THE REV. W. DOBSON, M.A.
PRINCIPAL OF CHELTENHAM COLLEGE.
SIMPKIN, MARSHALL, & CO., STATIONERS' HALL COURT.
CHELTENHAM: RICHARD EDWARDS, 82, HIGH STREET.
SELECTIONS FOR COMPOSITION.
MONDAY, AUGUST 14.
Into English Prose.
Quantum meum studium exstiterit dignitatis tuæ vel tuendæ, vel itiam augendæ, non dubito, quin ad te omnes tui scripserint. Non enim fuit aut mediocre, aut obscurum, aut ejusmodi, quod silentio posset præteriri. Nam & cum consulibus, & cum multis consularibus tanta contentione decertavi, quanta nunquam ante ulla in caussa: suscepique mihi perpetuam propugnationem pro omnibus ornamentis tuis: veterique nostræ necessitudini jamdiu debitum, sed multa varietate temporum interruptum officium cumulate reddidi. Neque mehercule unquam mihi tui aut colendi, aut ornandi voluntas defuit: sed quædam pestes hominum laude aliena dolentium, & te nonnunquam a me alienarunt, & me aliquando immutarunt tibi. Sed exstitit tempus optatum mihi magis, quam speratum, ut, florentissimis tuis rebus, mea perspici posset & memoria nostræ voluntatis & amicitiæ fides. Sum enim consecutus non modo, vt domus tua tota, sed ut cuncta civitas me tibi amicissimum esse cognosceret. Itaque & præstantissima omnium feminarum uxor tua, & eximia pietate, virtute, gratia tui Crassi meis consiliis, monitis, studiis, actionibusque nituntur: & senatus populusque Rom. intelligit, tibi absenti nihil esse tam promtum, aut tam paratum, quam in omnibus rebus, quæ ad te pertineant, operam, curam, diligentiam, auctoritatem meam. Quæ sint acta, quæque agantur, domesticorum tibi litteris declarari puto. De me sic existimes, ac tibi persuadeas vehementer velim, non me repentina aliqua voluntate, aut fortuito ad tuam amplitudinem meis officiis amplectendam incidisse; fed ut primum forum attigerim, spectasse semper, ut tibi possem quam maxime esse conjunctus.
Quo quidem ex tempore, memoria teneo, neque meam tibi observantiam, neque mihi tuam summam benevolentiam ac liberalitatem defuisse. Si quæ interciderunt, non tam re quam suspicione, violenta, ea cum fuerint & falsa, & inania, sint evulsa ex omni memoria, vitaque nostra. Is enim tu vir es, & eum me esse cupio, ut, quoniam in eadem reipubl, tempora incidimus, conjunctionem amicitiamque nostram utrique nostrum laudi sperem fore.

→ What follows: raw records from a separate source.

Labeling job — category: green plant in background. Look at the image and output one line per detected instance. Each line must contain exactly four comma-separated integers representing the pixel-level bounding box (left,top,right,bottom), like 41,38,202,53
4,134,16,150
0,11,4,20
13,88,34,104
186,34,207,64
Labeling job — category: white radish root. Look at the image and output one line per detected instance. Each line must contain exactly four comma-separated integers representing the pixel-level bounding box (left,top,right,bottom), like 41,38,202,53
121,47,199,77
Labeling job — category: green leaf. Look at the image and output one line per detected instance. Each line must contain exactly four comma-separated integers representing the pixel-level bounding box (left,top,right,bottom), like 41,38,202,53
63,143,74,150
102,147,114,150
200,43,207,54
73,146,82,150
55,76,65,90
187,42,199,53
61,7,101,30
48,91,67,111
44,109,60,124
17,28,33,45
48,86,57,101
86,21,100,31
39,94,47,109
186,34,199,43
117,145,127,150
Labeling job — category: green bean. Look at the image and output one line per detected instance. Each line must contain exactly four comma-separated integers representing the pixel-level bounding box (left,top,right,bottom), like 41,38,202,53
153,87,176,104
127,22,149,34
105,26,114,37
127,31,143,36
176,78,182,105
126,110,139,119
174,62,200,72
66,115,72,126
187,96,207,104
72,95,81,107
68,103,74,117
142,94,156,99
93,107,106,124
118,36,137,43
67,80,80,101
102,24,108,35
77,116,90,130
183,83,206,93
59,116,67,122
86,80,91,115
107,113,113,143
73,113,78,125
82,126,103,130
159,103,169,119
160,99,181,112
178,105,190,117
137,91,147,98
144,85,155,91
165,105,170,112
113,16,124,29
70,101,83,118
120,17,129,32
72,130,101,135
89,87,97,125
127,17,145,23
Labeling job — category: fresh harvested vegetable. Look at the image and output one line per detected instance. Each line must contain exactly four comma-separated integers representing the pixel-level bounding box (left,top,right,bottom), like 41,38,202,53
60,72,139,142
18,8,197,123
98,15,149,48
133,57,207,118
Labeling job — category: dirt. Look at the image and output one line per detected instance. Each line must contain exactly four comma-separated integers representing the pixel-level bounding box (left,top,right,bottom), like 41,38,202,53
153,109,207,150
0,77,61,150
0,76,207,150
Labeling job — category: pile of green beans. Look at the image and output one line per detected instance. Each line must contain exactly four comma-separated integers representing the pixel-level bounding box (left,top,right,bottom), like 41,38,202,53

Quamobrem tu quantum tuo judicio tribuendum nobis esse putes, statues ipse, & ut spero, statues ex nostra dignitate. Ego vero tibi profiteor atque polliceor eximium & singulare meum studium in omni genere officii, quod ad honestatem & gloriam tuam spectet: in quo etiamsi multi mecum contendent, tamen cum reliquis omnibus, tum Crassis tuis judicibus, omnes facile superabo: quos quidem ego ambo unice diligo, sed in Marco benevolentia impari: hoc magis sum Publio deditus, quod me, quanquam a pueritia sua semper, tamen hoc tempore maxime, sicut alterum parentem & observat, & diligit.-CICERONIS Epistola.
WEDNESDAY, AUGUST 16.
Oh! welcome home, my sister dearest,
Our faithful friends this day have found us,
The old and young alike surround us,
The tender flowers whose bloom had perished,
I for thy sake alone have cherished,
Yes, this bright day shall banish sadness,
FRIDAY, AUGUST 18.
Into Latin Prose.
After this resolution had been entered into, each retired to his quarters, to eat and drink what he could find there; and they desired their companions to be silent, in order that the trumpets might be heard: at the first sounding of which, the horses were to be saddled and made ready; at the second, every one was to arm himself without delay; and, at the third, to mount their horses immediately, and join their banners. Each was to take only one loaf of bread with him, slung behind him after the manner of hunters. All unnecessary arms, harness, and baggage, were ordered to be left behind, as they thought they should for a certainty give battle the next day, whatever might be the consequences, whether they should win or lose all. As it had been ordered so it was executed, and all were mounted and ready about midnight. Some had but little rest, notwithstanding they had laboured hard the day before. Day began to appear as the battalions were assembled at their different posts: the banner-bearers then hastened on over heaths, mountains, valleys, rocks, and many dangerous places, without meeting any level country. On the summits of the mountains, and in the valleys, were large marshes and bogs, and of such extent, that it was a miracle many were not lost in them; for each galloped forwards without waiting for either commander or companion: those who fell into them found difficulty in getting any to help them. Many banners remained there, and several baggage and sumpter horses never came out again.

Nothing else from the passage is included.